The Facebook social network is also considering lowering the quality of videos and photographs delivered to some regions in an effort to reduce expenses.
“We can decide, either on a country by country or user by user basis, to engineer the quality of the service for that cohort of users,” said Jonathan Heiliger, the executive who oversees Facebook’s computing infrastructure.
Facebook is in a particularly difficult predicament. Seventy percent of its 200 million members live outside the United States, many in regions that do not contribute much to Facebook’s bottom line. At the same time, the company faces the expensive prospect of storing 850 million photos and eight million videos uploaded to the site each month.

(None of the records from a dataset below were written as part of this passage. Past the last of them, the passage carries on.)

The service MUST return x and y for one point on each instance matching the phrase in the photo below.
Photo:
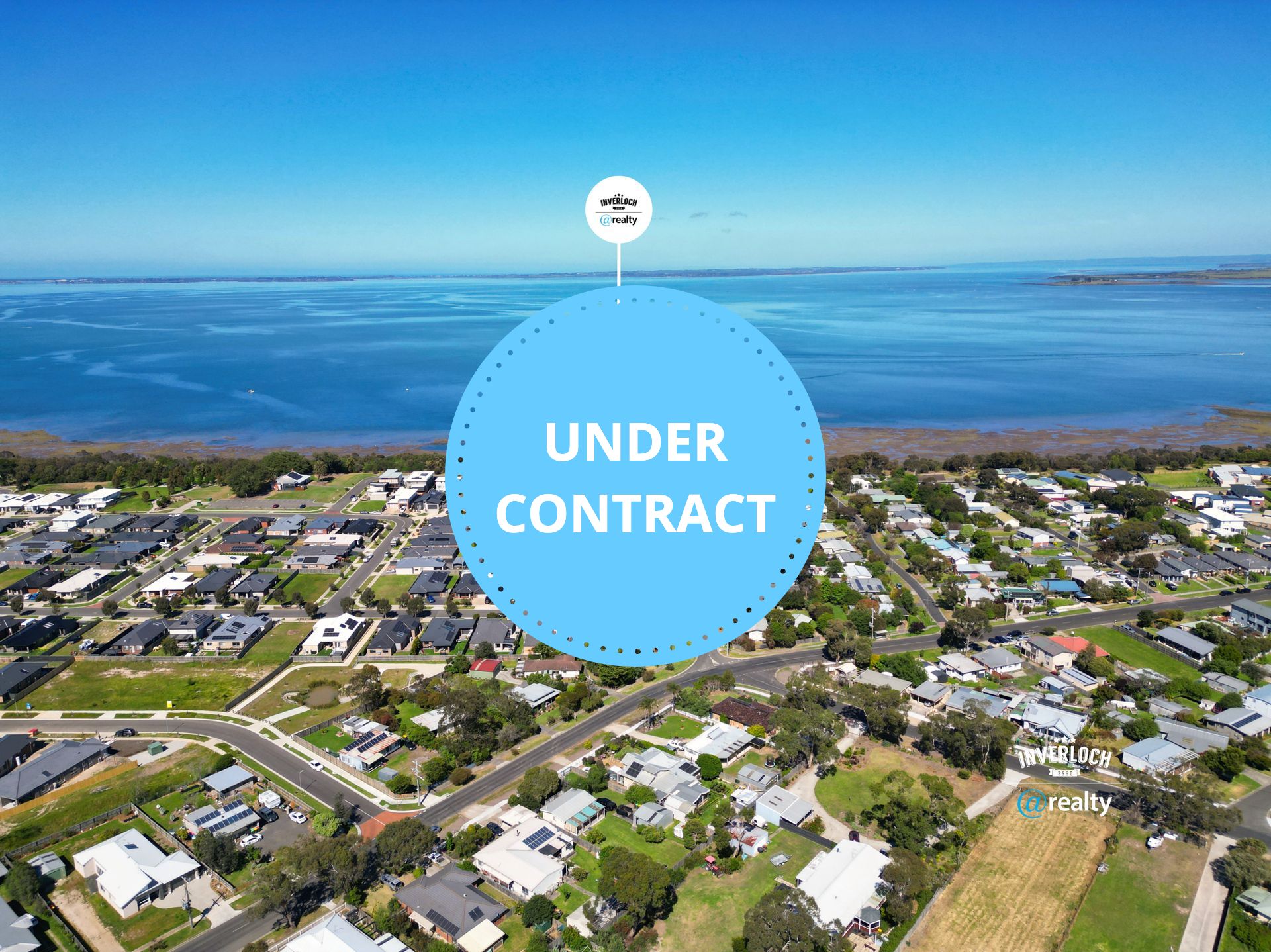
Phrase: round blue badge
(635, 476)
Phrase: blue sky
(416, 139)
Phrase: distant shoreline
(1223, 428)
(1163, 277)
(342, 279)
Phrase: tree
(23, 884)
(642, 886)
(538, 786)
(784, 920)
(538, 909)
(404, 844)
(326, 823)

Facebook, which says it favors membership growth over profitability for now, is trying to increase revenue overseas by hiring advertising sales staff in countries like Britain, Australia and France.
In other parts of the world, Microsoft serves ads on the site and Facebook offers self-service tools to advertisers. But those ads are far less lucrative than the ones Facebook itself sells in the United States and Western Europe.

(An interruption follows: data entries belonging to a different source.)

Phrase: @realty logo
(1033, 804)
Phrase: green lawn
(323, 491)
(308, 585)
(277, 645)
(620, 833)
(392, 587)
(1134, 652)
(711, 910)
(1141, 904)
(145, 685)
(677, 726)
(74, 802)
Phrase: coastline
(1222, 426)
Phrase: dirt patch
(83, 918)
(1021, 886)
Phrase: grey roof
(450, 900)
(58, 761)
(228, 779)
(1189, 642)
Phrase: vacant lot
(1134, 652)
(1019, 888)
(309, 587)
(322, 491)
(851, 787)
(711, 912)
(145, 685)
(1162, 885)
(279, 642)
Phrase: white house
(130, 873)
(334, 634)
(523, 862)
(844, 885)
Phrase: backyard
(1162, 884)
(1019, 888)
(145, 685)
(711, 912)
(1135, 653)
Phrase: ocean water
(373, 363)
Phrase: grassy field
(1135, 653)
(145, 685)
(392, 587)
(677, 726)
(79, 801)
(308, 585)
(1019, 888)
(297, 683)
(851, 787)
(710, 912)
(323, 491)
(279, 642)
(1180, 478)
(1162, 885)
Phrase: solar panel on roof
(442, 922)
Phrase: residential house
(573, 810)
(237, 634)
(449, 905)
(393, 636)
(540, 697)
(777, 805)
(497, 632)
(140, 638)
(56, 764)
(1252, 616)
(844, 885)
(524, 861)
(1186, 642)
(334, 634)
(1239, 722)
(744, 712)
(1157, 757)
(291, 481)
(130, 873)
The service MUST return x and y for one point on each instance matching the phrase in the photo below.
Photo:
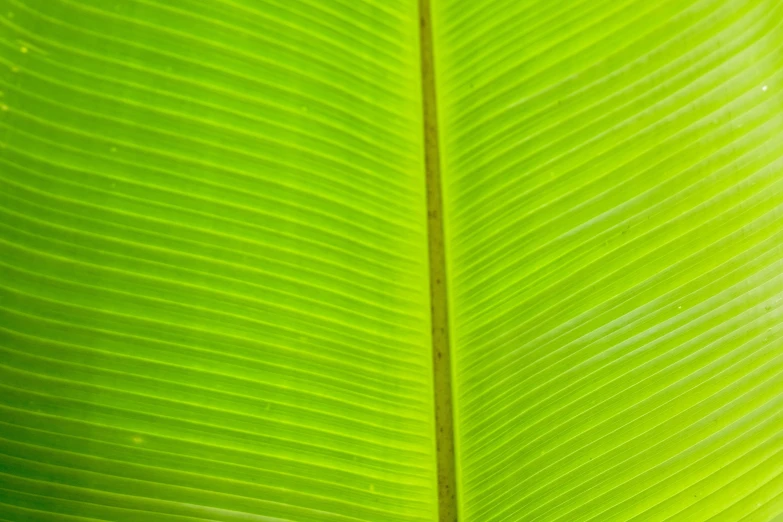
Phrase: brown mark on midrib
(441, 355)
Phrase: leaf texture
(213, 271)
(613, 182)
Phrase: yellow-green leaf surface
(613, 182)
(213, 262)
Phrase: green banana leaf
(216, 260)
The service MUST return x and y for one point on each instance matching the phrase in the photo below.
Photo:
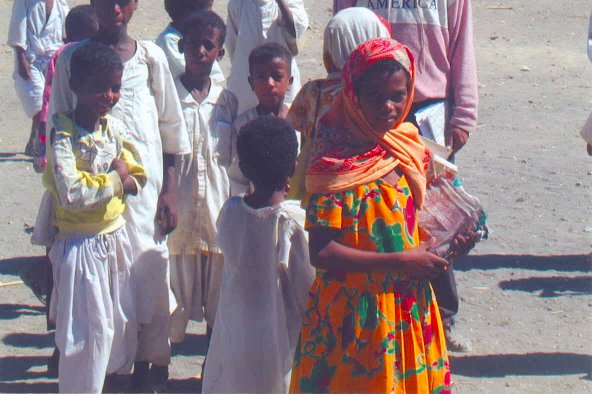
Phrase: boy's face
(98, 95)
(201, 47)
(114, 15)
(270, 81)
(383, 99)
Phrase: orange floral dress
(370, 332)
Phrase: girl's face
(383, 99)
(114, 15)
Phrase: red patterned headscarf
(343, 160)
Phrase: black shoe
(53, 364)
(140, 377)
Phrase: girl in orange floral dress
(372, 323)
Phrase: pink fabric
(444, 53)
(48, 79)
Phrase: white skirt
(93, 306)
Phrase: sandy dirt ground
(525, 293)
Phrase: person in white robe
(150, 108)
(36, 32)
(209, 111)
(252, 23)
(267, 272)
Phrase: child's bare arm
(326, 253)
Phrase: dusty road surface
(526, 292)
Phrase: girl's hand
(121, 168)
(422, 264)
(458, 139)
(24, 67)
(463, 243)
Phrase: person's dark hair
(267, 52)
(178, 9)
(208, 20)
(93, 62)
(267, 150)
(81, 23)
(386, 66)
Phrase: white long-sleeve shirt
(31, 29)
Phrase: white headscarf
(348, 29)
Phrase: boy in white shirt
(255, 22)
(209, 111)
(36, 32)
(168, 40)
(270, 77)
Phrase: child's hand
(24, 67)
(129, 186)
(463, 243)
(121, 167)
(423, 264)
(458, 139)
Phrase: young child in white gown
(267, 273)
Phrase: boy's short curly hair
(177, 9)
(267, 52)
(93, 61)
(81, 22)
(206, 19)
(267, 149)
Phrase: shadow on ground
(25, 339)
(14, 157)
(568, 263)
(14, 265)
(550, 286)
(192, 345)
(500, 365)
(14, 368)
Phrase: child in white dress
(36, 32)
(149, 106)
(255, 22)
(168, 40)
(267, 273)
(91, 170)
(209, 110)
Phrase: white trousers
(94, 309)
(30, 92)
(196, 282)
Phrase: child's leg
(187, 283)
(215, 264)
(84, 321)
(30, 94)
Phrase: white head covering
(348, 29)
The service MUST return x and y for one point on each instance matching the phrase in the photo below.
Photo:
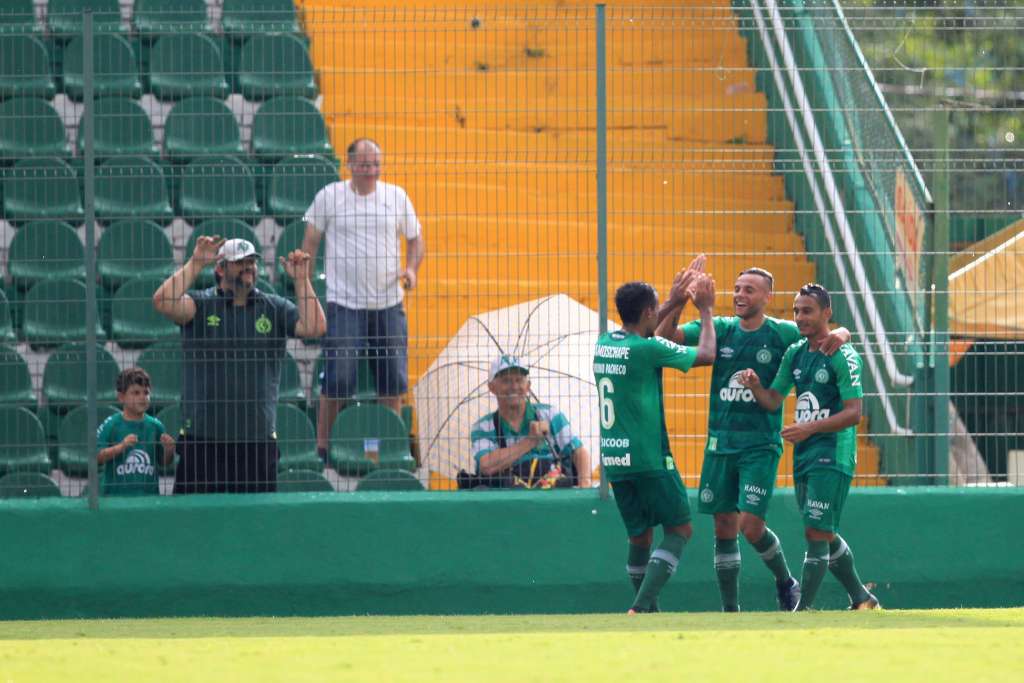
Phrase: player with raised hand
(635, 452)
(824, 434)
(743, 445)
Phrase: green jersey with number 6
(628, 372)
(735, 422)
(822, 384)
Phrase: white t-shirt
(363, 253)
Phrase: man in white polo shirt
(364, 218)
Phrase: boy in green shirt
(824, 437)
(129, 440)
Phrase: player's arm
(171, 299)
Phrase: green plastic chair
(54, 313)
(64, 377)
(134, 321)
(186, 65)
(389, 480)
(358, 429)
(201, 126)
(294, 184)
(6, 325)
(244, 17)
(153, 17)
(65, 16)
(121, 128)
(28, 484)
(217, 187)
(15, 381)
(114, 63)
(286, 126)
(273, 66)
(30, 127)
(296, 439)
(302, 481)
(73, 455)
(23, 442)
(130, 249)
(45, 250)
(132, 187)
(25, 66)
(229, 228)
(163, 361)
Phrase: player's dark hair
(764, 273)
(817, 293)
(130, 377)
(632, 299)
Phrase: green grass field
(942, 645)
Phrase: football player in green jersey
(635, 452)
(743, 445)
(824, 437)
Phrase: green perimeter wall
(310, 554)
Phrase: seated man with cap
(233, 341)
(523, 443)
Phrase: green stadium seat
(200, 126)
(65, 16)
(23, 441)
(286, 126)
(64, 377)
(30, 127)
(228, 228)
(134, 321)
(302, 481)
(186, 65)
(273, 66)
(40, 189)
(54, 313)
(121, 128)
(45, 250)
(217, 187)
(244, 17)
(131, 249)
(163, 363)
(114, 63)
(73, 454)
(25, 67)
(389, 480)
(15, 381)
(294, 183)
(6, 326)
(28, 484)
(358, 429)
(296, 439)
(132, 187)
(153, 17)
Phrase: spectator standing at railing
(233, 338)
(364, 219)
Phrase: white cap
(507, 361)
(236, 250)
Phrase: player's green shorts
(738, 481)
(820, 496)
(650, 500)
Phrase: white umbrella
(554, 335)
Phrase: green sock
(841, 564)
(660, 566)
(771, 552)
(727, 568)
(815, 566)
(636, 564)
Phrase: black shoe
(788, 594)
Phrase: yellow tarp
(985, 284)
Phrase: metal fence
(549, 154)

As a result, speculation has swirled about Facebook’s finances. Industry analysts wonder aloud how fast the company is losing money and whether it needs to solicit another round of investment.
Facebook said last month that it was on track to become profitable next year. But as it did, Gideon Yu, Facebook’s experienced chief financial officer, left the company. Three people familiar with the internal maneuverings at Facebook said Mr. Yu objected to such a rosy projection as the company was struggling to finance its expensive global growth.
Web entrepreneurs like Mr. Shapiro of Veoh, still struggling with his decision to restrict his site from much of the world, might have to find a way to soothe their battered consciences.